The original declaration in this case, as shown- by the abstract, consisted of a count upon an account stated, with no special count. A judgment in favor of the plaintiff was reversed by the Appellate Court on the ground that the policy of insurance should not have been admitted in evidence under a declaration containing only the common counts. (89 Ill. App. 659.) After the cause had been reinstated on the docket of the circuit court the plaintiff obtained leave to amend the declaration. The amended declaration contained three counts, the second being upon an account stated, and the first and third being upon a contract of fire insurance, the policy, which was for $2500, being set out in full in the first count. To this amended declaration the defendant filed the plea of non-assumpsit, and to the first and third counts two other pleas, setting up, respectively, as defenses, the twelve months limitation clause of the policy and that the cause of action did not accrue within ten years. The plaintiff joined issue on the plea of nonassumpsit and traversed the other two pleas, concluding to the country. The defendant filed the similiter to these replications. Upon these issues the case was tried the second time.

After all the evidence had been introduced the defendant moved the court for a peremptory instruction, and the plaintiff, as against this motion, presented to the court, for the consideration of the court but not as evidence for the jury, an affidavit by his attorney, the prcecipe for summons and the bill of exceptions containing the evidence and rulings on the former trial, for the purpose of showing that the cause of action for which the plaintiff was seeking to recover on the second trial, under his amended declaration, was the same as that for which he originally intended to bring this action. The circuit court refused to consider the evidence so offered, on the ground that the cause of action for which the plaintiff originally intended to bring this suit must be ascertained from the original declaration and cannot be shown by extrinsic evidence. The plaintiff duly excepted. Thereupon the court gave the peremptory instruction, on the ground that the cause of action contained in the amended declaration was other than, and different from, the cause of action set up in the original declaration, and was barred, under the terms of the policy, by the fact that more than one year elapsed after the right to bring suit arose before the amended declaration was filed, and was also barred, under the Statute of Limitations, by the fact that more than ten years elapsed after the cause of action had accrued before the amended declaration was filed. The plaintiff duly excepted to the giving of the peremptory instruction. A verdict was returned for the- defendant and judgment was rendered accordingly. This judgment has been affirmed by the Appellate Court, and. the case is before us on appeal from that court.

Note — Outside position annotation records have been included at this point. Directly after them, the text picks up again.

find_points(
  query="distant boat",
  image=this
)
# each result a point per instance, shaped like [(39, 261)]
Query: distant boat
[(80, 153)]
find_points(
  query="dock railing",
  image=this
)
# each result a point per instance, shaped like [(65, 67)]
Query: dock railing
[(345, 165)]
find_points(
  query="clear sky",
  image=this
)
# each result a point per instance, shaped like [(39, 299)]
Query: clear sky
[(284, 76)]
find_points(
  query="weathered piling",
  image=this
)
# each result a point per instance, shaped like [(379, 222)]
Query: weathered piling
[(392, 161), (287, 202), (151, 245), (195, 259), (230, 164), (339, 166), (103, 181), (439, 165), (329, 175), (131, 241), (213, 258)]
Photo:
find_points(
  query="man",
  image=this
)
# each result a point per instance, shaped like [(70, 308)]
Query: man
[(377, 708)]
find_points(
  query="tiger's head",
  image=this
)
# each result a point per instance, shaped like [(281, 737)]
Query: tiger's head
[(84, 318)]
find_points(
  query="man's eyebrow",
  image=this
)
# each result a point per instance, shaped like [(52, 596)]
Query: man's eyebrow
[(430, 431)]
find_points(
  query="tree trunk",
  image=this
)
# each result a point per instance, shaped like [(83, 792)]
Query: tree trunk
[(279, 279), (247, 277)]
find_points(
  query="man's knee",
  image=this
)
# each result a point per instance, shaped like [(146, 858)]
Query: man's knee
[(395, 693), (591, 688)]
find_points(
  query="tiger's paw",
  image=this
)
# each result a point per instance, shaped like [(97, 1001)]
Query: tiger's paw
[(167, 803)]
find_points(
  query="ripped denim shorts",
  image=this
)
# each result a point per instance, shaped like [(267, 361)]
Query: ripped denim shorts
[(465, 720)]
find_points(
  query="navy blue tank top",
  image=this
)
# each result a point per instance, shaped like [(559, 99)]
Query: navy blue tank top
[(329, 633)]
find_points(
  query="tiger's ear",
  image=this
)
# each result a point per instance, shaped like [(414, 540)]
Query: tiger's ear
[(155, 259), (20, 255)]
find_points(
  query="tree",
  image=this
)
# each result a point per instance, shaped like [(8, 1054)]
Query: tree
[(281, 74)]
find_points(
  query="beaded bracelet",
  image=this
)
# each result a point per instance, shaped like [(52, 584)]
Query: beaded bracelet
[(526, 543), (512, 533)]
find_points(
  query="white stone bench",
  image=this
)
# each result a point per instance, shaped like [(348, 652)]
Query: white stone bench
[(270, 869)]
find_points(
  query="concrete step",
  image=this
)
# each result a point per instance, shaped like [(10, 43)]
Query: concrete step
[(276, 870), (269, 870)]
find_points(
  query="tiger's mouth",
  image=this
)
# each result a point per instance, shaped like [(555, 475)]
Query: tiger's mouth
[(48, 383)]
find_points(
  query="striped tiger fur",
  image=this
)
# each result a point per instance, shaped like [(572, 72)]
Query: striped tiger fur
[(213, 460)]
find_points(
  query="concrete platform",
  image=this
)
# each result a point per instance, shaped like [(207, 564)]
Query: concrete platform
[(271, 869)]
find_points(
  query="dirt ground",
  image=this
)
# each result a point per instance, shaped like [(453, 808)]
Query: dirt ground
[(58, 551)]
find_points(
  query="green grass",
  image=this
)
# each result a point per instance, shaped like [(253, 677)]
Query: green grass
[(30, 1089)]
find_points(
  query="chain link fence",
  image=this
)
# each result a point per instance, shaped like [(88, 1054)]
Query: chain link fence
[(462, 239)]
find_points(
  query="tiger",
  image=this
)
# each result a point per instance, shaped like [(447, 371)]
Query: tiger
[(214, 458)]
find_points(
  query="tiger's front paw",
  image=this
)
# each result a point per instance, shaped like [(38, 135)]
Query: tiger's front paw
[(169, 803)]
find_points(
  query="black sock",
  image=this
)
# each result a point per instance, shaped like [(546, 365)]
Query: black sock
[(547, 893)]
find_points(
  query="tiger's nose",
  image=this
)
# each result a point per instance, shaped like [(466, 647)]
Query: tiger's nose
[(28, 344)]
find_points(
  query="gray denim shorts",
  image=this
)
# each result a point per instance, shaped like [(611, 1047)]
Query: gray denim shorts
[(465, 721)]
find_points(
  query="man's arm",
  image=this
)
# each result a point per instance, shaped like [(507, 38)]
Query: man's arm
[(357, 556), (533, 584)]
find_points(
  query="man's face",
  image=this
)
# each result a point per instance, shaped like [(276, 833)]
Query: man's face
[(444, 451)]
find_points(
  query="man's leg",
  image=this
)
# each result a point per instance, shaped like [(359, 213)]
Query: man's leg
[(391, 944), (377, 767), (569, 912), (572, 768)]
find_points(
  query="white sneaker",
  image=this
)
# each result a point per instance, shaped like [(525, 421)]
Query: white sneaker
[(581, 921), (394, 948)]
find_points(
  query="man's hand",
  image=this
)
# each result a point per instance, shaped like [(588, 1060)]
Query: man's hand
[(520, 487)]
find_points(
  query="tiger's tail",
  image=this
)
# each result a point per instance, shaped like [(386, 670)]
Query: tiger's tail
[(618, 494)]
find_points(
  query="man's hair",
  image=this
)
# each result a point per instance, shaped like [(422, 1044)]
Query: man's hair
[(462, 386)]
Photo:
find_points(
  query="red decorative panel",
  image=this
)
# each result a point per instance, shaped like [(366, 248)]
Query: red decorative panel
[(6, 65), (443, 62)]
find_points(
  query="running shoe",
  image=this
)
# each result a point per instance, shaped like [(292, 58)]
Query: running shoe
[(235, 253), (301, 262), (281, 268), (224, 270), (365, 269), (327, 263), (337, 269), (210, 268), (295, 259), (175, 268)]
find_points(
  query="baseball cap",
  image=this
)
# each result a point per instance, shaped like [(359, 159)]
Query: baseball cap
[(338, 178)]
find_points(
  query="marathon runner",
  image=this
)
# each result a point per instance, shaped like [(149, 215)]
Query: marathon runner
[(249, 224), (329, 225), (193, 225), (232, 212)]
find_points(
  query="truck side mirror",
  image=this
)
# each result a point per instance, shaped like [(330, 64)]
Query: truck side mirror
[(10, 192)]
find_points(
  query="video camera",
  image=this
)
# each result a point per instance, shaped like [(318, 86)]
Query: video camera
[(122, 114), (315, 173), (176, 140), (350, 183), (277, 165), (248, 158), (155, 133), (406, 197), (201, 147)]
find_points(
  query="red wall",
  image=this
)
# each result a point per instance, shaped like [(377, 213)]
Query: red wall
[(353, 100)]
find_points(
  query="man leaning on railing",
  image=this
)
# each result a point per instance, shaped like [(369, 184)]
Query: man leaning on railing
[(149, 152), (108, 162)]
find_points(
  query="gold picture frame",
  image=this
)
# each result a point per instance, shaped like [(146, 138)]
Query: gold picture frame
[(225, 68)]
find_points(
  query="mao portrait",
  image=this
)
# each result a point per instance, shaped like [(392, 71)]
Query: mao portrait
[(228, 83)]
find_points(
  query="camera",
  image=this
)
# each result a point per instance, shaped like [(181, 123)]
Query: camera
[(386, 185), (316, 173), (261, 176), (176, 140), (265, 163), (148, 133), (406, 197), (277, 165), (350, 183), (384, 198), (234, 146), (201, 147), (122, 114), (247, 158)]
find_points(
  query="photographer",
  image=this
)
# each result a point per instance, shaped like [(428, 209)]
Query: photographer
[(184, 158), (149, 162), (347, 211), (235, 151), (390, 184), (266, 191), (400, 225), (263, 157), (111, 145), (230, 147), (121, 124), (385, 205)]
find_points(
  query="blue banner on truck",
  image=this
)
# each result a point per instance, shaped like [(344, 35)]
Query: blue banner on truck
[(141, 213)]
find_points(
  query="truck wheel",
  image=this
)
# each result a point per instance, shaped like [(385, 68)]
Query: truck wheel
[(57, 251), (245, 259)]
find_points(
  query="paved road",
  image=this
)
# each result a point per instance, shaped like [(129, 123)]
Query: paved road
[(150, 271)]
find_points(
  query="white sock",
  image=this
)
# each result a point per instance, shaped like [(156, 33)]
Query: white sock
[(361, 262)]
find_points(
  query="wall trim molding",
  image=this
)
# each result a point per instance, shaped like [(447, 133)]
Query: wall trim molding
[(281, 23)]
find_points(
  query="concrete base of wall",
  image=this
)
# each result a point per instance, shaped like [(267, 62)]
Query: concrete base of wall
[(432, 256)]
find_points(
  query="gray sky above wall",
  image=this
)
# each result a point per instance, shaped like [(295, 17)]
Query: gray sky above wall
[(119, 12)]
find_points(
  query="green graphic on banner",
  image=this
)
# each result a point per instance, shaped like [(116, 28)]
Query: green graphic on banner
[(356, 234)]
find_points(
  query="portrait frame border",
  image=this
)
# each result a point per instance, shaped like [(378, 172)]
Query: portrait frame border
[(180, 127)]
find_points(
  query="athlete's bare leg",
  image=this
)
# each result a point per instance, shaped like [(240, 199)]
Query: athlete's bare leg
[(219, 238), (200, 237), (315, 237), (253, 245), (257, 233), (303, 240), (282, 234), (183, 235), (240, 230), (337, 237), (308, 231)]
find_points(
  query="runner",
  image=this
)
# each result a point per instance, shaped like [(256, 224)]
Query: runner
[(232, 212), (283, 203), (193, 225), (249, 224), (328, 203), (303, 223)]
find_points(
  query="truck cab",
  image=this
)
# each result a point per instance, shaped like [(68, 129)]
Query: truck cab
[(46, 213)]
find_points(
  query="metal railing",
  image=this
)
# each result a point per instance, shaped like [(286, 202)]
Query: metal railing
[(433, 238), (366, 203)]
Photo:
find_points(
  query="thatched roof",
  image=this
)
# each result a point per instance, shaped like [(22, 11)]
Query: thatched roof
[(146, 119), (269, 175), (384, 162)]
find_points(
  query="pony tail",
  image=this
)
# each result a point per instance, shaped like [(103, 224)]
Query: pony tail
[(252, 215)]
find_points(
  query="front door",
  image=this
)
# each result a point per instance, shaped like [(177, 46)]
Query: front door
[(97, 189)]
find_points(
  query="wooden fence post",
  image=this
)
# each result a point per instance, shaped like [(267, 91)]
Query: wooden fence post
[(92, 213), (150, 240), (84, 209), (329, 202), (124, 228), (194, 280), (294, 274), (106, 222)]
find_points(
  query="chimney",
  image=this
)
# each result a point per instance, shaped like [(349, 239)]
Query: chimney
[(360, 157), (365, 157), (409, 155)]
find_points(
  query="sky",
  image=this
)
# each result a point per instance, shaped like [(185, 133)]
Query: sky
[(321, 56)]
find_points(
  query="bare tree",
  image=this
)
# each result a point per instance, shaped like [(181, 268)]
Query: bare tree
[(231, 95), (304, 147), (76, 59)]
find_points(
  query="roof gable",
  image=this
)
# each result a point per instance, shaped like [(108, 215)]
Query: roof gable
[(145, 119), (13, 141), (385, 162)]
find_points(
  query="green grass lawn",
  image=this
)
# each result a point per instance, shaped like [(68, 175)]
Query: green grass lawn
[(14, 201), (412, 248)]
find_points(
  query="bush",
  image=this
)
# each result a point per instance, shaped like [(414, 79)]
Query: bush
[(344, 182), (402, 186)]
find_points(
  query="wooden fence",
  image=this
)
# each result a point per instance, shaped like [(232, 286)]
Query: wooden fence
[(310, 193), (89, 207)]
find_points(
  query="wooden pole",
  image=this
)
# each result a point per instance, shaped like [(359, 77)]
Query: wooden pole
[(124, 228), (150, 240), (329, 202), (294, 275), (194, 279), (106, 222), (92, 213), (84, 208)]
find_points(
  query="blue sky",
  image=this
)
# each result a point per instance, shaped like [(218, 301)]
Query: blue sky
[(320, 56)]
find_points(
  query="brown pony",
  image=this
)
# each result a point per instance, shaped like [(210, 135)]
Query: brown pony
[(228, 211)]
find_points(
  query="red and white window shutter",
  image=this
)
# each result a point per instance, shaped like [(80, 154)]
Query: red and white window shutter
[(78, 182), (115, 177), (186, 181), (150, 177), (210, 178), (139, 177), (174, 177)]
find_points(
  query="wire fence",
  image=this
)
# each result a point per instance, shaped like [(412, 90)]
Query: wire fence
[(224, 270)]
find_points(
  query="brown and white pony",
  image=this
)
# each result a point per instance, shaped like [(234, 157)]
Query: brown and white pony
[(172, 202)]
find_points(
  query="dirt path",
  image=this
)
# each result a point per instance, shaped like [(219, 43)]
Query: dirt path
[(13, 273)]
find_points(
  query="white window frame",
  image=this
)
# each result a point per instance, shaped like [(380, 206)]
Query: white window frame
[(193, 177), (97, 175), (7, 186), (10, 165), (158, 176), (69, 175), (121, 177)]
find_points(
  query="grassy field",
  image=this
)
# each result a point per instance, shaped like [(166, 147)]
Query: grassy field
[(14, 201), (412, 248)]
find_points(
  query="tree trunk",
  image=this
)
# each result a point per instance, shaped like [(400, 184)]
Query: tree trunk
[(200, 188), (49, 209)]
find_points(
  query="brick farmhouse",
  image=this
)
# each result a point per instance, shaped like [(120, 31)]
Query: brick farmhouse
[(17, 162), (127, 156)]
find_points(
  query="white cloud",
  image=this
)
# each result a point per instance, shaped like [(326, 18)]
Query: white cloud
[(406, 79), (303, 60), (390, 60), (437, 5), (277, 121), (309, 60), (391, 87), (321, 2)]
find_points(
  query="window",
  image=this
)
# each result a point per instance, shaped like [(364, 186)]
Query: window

Appellant presents a multitude of points and cites a large number of authorities, but there are really only two questions before this court for consideration, the first being whether or not the first and third counts of the amended declaration set up another and different cause of action from that contained in the original declaration, and the second being whether or not the court, in passing upon the motion for a peremptory instruction, should have considered the affidavit and bill of exceptions offered by the appellant.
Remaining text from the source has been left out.